Abby Smith, CEO of Team Pennsylvania, said industry and government commitments to sustainability may have set unrealistic targets, considering the market and the technology weren’t “quite there yet.”
“We have all felt a little bit of that changing political sentiment,” Smith said.
“People are concerned about how their electricity bills are rising and what's going to happen as we also see more data centers come online, that kind of thing.”
In the Lehigh Valley, just last week, PPL requested its first rate increase in nearly a decade.
But she said she doesn’t think there’s a backslide.

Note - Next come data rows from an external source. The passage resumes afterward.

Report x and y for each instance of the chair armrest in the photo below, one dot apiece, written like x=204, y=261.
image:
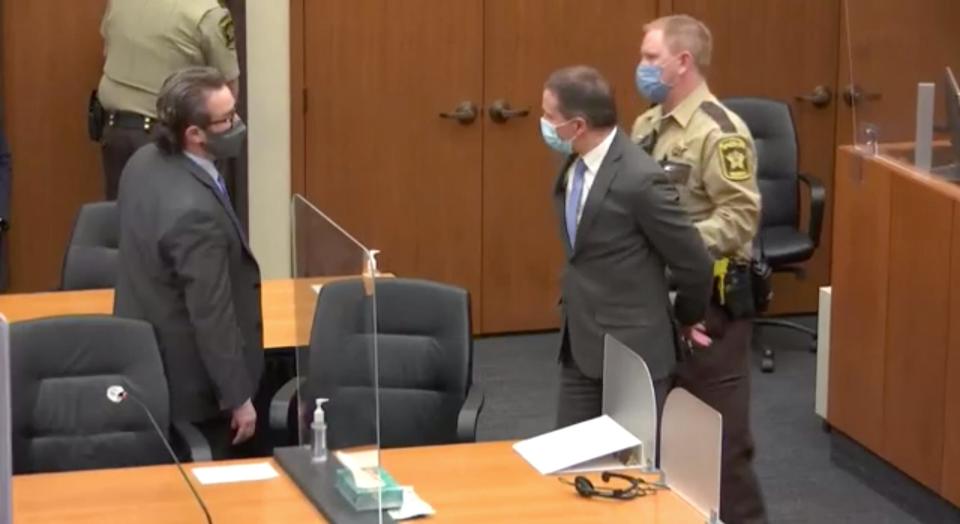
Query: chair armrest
x=281, y=402
x=818, y=198
x=469, y=414
x=195, y=442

“AI is ultimately going to, hopefully, transform the energy sector in terms of efficiency,” she said.
The customer’s customer
Asked about how the rest of the world is perceiving changes in U.S. sustainability efforts, Johnson said, colleagues around the world just sort of get on the phone and look at me like, ‘What in the world?’”
However, here in the United States, she’s “using language that our audience can hear.”

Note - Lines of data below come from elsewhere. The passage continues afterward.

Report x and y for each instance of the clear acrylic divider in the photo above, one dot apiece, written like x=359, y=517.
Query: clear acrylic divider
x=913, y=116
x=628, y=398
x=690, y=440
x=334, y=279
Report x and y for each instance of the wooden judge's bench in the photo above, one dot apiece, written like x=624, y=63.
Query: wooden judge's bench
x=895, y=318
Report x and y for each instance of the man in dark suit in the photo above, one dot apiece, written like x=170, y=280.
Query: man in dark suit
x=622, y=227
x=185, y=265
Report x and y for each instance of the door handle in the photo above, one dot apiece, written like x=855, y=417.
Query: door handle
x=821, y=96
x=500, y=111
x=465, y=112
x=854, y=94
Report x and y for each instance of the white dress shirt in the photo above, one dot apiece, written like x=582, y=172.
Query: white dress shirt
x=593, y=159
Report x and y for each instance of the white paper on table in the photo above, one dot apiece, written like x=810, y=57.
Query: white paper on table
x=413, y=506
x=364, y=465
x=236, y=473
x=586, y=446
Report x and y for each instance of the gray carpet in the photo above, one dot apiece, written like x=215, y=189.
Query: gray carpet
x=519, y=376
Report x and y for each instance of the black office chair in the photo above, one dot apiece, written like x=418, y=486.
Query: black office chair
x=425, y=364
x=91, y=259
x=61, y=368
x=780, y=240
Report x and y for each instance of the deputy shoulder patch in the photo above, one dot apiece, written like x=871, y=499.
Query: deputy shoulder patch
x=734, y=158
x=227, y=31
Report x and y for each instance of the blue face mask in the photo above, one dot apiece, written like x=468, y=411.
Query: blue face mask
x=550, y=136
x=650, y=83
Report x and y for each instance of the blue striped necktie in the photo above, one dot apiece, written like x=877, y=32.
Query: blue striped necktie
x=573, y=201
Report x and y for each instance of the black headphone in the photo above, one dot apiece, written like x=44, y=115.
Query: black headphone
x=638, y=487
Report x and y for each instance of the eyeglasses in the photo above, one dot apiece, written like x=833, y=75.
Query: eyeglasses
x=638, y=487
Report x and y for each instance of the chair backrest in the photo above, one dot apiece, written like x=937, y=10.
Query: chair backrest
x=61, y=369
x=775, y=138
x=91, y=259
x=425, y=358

"Well, all of a sudden, if you're looking at a 50%, 75%, 100% increase in electricity prices, it's going to be hard for our customer’s customer to talk about setting sustainability as the top of their list."Michael Ducker, president and CEO of MHI Hydrogen Infrastructure
“We talk about our blue hydrogen technologies and our green hydrogen technologies in the context of energy dominance, energy security, economic security, national security, which are messages that resonate in the United States, I think, maybe more than the messages around energy transition and zero carbon and things like that,” she said.
“Now, the attributes of our products have not changed. They remain key drivers and catalysts for energy transformation and reducing carbon and the rest of it.
"We talk about it using language that our audience can hear.”
Customer demand sets priorities, Ducker said. When it comes to electricity, it’s the customer’s customer.
“In the past 20 years, we've been looking at effectively flat, low growth on a per capita basis — it's actually been declining," Ducker said.
"And so it's actually pretty easy to talk about sustainability in that lens, right?
“ … Well, all of a sudden, if you're looking at a 50-percent, 75-percent, 100-percent increase in electricity prices, it's going to be hard for our customer’s customer to talk about setting sustainability as the top of their list.
"It’s going to be, ‘How do we get these prices back down?’”
'Flip the script'
Emerging technologies could “really flip the script from a lot of things,” Ducker said.
Over the past two decades, as solar and wind became more widespread, costs dropped, he said. The same can be said for energy storage, he said.
There are advancements in both hydrogen and nuclear power to watch, he said, even though realizing more nuclear power could still be at least a decade away.
“If I could take away two overarching themes, it’s to do not despair [and] innovation will continue to march forward, even if it is at a slightly uneven pace, which I think is the history of the modern world,” Walters said.
For a full schedule of events, go to the GreenGov Council’s website.
Not only is it Commonwealth Sustainability Week, it’s also Nurture Nature Center’s Climate Action Week, with events scheduled in Easton and Bethlehem focused on engaging residents in sustainability efforts.